Tomorrow I start work on number 4, which is a unit set, (meaning that there are no set changes or big scenic shifts) so I estimate that it will be built by Monday, a full week ahead of schedule. That's good actually because it means that I can go into the next show with some spare time because it is the bear of the season. I'll need all the spare time I can muster to get it done I believe.

The More Things Change...

It's funny how everything here is the same, and nothing is as well. I am coming close to the halfway point of my time here this year and I finally feel like I am settled in. When I first arrived it felt as if I had been here all year really and that the last nine months in NYC hadn't happened at all. Then a few days later when things started getting rolling it felt like I was in a completely new place with no connection to last year.

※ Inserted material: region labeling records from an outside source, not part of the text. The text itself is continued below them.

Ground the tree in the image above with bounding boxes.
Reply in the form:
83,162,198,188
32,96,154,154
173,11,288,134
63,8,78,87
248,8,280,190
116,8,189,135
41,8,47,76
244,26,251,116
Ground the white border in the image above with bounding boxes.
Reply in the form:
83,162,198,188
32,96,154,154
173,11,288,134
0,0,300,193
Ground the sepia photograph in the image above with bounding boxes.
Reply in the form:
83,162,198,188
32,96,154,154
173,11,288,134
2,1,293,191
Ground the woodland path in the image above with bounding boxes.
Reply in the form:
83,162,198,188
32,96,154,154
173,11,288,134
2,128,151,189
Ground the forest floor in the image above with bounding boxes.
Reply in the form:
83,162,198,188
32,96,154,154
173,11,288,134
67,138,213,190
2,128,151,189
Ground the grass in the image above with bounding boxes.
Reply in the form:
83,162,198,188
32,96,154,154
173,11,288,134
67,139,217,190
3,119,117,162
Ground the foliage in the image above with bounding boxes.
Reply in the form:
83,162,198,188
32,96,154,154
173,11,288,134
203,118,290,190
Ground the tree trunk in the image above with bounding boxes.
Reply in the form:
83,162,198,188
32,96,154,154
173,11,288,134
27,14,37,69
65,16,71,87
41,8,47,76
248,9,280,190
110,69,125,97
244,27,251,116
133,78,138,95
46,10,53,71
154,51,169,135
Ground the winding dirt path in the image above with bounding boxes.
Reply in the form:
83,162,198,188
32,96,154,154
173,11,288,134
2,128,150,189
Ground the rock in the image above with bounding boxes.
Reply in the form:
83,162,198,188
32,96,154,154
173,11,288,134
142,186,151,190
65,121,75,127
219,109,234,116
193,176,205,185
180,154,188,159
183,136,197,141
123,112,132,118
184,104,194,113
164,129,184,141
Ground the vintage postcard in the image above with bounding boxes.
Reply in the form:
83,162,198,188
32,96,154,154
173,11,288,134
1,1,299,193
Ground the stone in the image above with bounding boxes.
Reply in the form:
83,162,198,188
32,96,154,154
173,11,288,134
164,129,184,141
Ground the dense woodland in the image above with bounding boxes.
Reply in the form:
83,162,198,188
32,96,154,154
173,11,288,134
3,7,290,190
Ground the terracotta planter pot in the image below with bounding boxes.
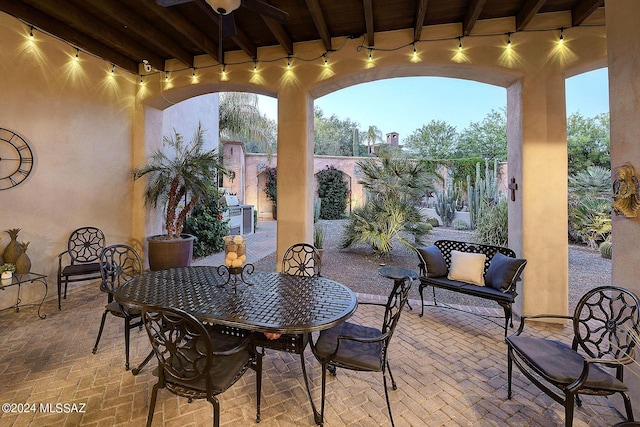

First off very few people from last year returned, mostly the designers, and almost none of the staff. On the other hand a few people from two years ago returned, so an interesting dichotomy has been established between those of us who were here last year and ran things one way, and those who were here in years previous and ran things differently. Some of the changes from last year work, some didn't. The knowledge of previous years has made my work more efficient. It's been a balancing act. The work itself is about the same with the exception of the props person who makes the props produced last year look like they were made by a third grader.

The actors are the same way: the few returnees remember last year when most of the resident company liked each other at least, and got along well with the tech staff to boot. This year's group is surly and catty and not at all interested in much of anything outside their small musical theatre world. There are actors in the resident company who have not spoken a single word to me in the 6 weeks that we have been here. There are even a small handful that I am not 100% clear on their names. The talent levels in the resident company are also odd. Last year there was clearly a strong talent for either dance or singing in everyone. It was pretty clearly who was who in a brief time. This year no one seems to be very strong in either direction, and everyone seems pretty mediocre at both. Perhaps that is because this year was chosen on different purposes. Last year we just needed a generic chorus this year we specifically require a certain number of Asians, a certain number of black males and females, etc. in order to cast the shows properly, so the criteria for hiring is changed. There are of course a few standouts who will clearly have a career ahead of them, don't get me wrong. I just feel last year's cast was stronger all around.

In the end I'm happy to be back. I'm creating better, stronger designs because I have a better feel for the time limitations, and how to use the stock. I've also designed the entire season in a way that means pieces from every show will end up somewhere else later. At the end of the build period for the next show in fact the scenery for the final musical will be about 80% complete because pieces from every previous show will be doubling in. There are also all the fringe benefits of being in the woods, cooler weather than in the city, a break from concrete for a while... but I still can't help pining a bit for a "better" time past.